Closed sleepinyourhat closed 6 years ago
this will probably be a biggish issue... Even the base RNNs are taking quite a while (> 1 day), largely because even training just the classifiers on QQP, QNLI, and MNLI takes quite a while.
While I wait on other things, I'll look into this. Worst case, drop down to 1000D?
yea, our early results indicate small difference between 1000D and 1500D
Other knobs to fiddle with:
Will think of better speedups beyond shrinking the model...
Ran cProfile. Nothing seems like low-hanging fruit for improvement.
Smart batching + smart unrolling could be fairly big if we're not doing it. 2-3x?
I can get a 1.75x speedup by moving to 1000D for the main RNN and 256D for the attn RNN, but I'm on the fence. Just shrinking the main RNN alone doesn't speed things up as much (1.4x), and I worry that making the attn RNN too tiny will start to change the behavior of the model. The big char CNN puts a pretty low upper bound on speed.
One layer will definitely change behavior. I vote no.
How big is the charCNN? We can cache its outputs like Ian had mentioned
What are you voting for / on?
Dynamic in-memory cache of char encodings wouldn't be impossible, if we want to avoid precomputing & dump to disk. Could use a pytorch expert for help there :)

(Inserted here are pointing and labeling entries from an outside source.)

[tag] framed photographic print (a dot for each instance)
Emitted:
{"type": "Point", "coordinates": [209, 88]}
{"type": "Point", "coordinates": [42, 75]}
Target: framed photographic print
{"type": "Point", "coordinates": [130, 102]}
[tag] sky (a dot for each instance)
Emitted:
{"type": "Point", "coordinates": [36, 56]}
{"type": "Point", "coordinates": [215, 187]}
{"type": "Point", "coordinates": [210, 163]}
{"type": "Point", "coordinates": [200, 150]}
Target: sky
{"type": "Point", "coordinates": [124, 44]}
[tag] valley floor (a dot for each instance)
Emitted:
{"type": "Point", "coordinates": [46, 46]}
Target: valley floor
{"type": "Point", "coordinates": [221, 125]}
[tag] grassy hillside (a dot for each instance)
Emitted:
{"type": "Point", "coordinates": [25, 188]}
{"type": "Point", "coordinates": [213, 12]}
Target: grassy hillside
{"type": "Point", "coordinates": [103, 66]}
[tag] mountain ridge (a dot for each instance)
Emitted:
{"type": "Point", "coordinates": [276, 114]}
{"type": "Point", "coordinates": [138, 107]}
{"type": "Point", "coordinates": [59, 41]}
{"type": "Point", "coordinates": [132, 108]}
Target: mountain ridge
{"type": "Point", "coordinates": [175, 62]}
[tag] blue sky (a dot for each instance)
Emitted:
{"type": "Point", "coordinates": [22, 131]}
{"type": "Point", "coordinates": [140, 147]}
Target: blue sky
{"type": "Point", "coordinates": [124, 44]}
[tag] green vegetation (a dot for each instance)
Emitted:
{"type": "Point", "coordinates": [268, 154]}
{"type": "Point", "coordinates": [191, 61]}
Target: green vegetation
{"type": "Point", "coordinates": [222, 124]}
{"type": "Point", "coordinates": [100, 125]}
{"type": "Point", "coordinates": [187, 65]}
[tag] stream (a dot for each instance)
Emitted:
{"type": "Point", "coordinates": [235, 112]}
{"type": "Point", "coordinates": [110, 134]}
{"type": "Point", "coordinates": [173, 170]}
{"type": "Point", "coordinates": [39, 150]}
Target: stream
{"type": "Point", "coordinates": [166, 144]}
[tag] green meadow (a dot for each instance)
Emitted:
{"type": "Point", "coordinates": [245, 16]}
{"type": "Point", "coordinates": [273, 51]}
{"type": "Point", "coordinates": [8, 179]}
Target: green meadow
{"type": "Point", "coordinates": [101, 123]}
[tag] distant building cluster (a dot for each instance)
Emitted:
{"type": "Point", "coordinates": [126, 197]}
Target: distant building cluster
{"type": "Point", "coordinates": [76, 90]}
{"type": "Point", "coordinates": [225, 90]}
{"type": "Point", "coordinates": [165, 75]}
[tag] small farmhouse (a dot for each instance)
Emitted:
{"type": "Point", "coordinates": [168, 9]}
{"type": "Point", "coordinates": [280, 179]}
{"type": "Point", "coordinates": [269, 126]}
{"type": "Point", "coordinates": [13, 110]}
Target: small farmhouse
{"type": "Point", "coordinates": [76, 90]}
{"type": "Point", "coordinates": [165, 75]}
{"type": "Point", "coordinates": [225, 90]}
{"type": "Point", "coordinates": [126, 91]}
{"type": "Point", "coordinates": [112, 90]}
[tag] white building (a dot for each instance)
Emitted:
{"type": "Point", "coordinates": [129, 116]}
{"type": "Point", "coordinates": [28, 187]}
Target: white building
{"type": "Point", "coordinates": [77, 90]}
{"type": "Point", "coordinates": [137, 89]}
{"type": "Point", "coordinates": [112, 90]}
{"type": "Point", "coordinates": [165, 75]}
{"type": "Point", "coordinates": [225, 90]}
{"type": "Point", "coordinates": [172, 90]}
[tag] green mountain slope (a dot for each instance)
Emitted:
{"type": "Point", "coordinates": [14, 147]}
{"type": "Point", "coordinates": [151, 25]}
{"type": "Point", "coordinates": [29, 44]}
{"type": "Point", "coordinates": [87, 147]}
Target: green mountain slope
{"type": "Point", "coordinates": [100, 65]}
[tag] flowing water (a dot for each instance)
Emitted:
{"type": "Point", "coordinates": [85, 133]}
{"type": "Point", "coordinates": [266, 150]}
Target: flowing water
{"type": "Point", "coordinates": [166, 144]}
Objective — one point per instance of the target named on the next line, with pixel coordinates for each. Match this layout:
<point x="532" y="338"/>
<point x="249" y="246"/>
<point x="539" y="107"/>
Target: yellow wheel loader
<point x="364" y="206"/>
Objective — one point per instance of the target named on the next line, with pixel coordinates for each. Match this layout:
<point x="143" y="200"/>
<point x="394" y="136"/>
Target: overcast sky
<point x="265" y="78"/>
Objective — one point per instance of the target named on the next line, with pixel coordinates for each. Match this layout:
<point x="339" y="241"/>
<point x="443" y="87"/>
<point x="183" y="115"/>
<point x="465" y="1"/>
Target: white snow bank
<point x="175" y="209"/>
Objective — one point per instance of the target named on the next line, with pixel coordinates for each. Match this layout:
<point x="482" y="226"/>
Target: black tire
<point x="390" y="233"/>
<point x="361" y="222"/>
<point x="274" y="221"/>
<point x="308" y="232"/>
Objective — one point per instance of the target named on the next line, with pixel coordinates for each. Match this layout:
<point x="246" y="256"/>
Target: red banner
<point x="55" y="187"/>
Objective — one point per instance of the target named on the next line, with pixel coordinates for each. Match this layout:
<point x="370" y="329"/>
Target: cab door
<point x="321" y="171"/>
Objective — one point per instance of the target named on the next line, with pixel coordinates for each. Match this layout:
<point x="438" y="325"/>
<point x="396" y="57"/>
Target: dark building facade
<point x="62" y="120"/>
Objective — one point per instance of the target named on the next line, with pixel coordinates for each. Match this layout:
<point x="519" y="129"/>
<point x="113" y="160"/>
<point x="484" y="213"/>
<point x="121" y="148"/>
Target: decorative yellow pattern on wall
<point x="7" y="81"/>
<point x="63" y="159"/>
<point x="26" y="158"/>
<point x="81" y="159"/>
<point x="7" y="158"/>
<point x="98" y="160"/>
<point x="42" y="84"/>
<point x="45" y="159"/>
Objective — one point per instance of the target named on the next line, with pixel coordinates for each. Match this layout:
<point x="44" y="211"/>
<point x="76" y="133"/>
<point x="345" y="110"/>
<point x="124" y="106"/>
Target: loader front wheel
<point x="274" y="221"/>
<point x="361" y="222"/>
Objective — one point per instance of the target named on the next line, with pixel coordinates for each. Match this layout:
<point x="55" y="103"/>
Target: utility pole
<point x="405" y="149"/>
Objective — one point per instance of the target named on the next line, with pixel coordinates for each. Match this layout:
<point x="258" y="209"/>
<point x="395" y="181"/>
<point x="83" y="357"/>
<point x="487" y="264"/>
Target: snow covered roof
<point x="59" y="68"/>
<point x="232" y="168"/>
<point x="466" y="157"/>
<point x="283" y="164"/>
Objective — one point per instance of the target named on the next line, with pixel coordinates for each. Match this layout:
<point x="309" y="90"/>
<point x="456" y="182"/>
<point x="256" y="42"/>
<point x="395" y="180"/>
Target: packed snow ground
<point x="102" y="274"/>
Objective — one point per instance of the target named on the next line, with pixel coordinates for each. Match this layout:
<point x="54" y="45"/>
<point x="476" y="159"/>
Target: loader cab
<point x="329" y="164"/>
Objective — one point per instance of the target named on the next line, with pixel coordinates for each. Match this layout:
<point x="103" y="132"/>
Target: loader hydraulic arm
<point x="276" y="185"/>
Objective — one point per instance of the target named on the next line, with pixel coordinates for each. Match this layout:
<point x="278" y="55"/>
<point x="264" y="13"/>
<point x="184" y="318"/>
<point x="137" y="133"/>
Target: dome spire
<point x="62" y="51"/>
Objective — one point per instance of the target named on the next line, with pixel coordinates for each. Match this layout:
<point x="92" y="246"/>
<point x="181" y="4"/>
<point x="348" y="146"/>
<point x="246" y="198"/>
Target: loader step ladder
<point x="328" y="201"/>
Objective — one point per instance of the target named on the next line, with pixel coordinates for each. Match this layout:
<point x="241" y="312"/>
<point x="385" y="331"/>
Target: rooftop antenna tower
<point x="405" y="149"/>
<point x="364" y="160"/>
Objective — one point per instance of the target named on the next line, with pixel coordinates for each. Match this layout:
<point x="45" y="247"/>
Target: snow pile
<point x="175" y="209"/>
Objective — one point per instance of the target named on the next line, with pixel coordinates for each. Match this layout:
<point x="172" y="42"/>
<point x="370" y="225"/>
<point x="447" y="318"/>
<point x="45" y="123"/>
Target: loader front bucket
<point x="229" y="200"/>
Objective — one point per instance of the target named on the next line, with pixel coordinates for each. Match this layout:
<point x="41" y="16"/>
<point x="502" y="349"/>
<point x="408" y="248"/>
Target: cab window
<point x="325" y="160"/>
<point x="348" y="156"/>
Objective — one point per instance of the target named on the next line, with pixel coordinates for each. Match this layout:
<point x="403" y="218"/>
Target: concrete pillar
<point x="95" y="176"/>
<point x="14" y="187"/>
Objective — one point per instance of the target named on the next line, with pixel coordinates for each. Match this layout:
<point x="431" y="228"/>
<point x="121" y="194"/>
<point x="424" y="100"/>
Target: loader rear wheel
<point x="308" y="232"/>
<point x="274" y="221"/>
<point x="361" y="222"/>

I'm a soft no on char caching—it sounds like the kind of thing that could be a biggish source of bugs in exchange for a fairly small speedup.
Clarifying the above, I don't support moving to a one-layer LSTM.
Switched to 1024D. Not sure there's that much else we should do.
Not top priority, but the largest model gets about 150 steps per minute, so a large training run (500k steps) could take two or three days. If anyone has spare bandwidth, do some CPU profiling and make sure we're not wasting time on anything. If you're very bored, try some GPU profiling too, though I doubt there's much to optimize there.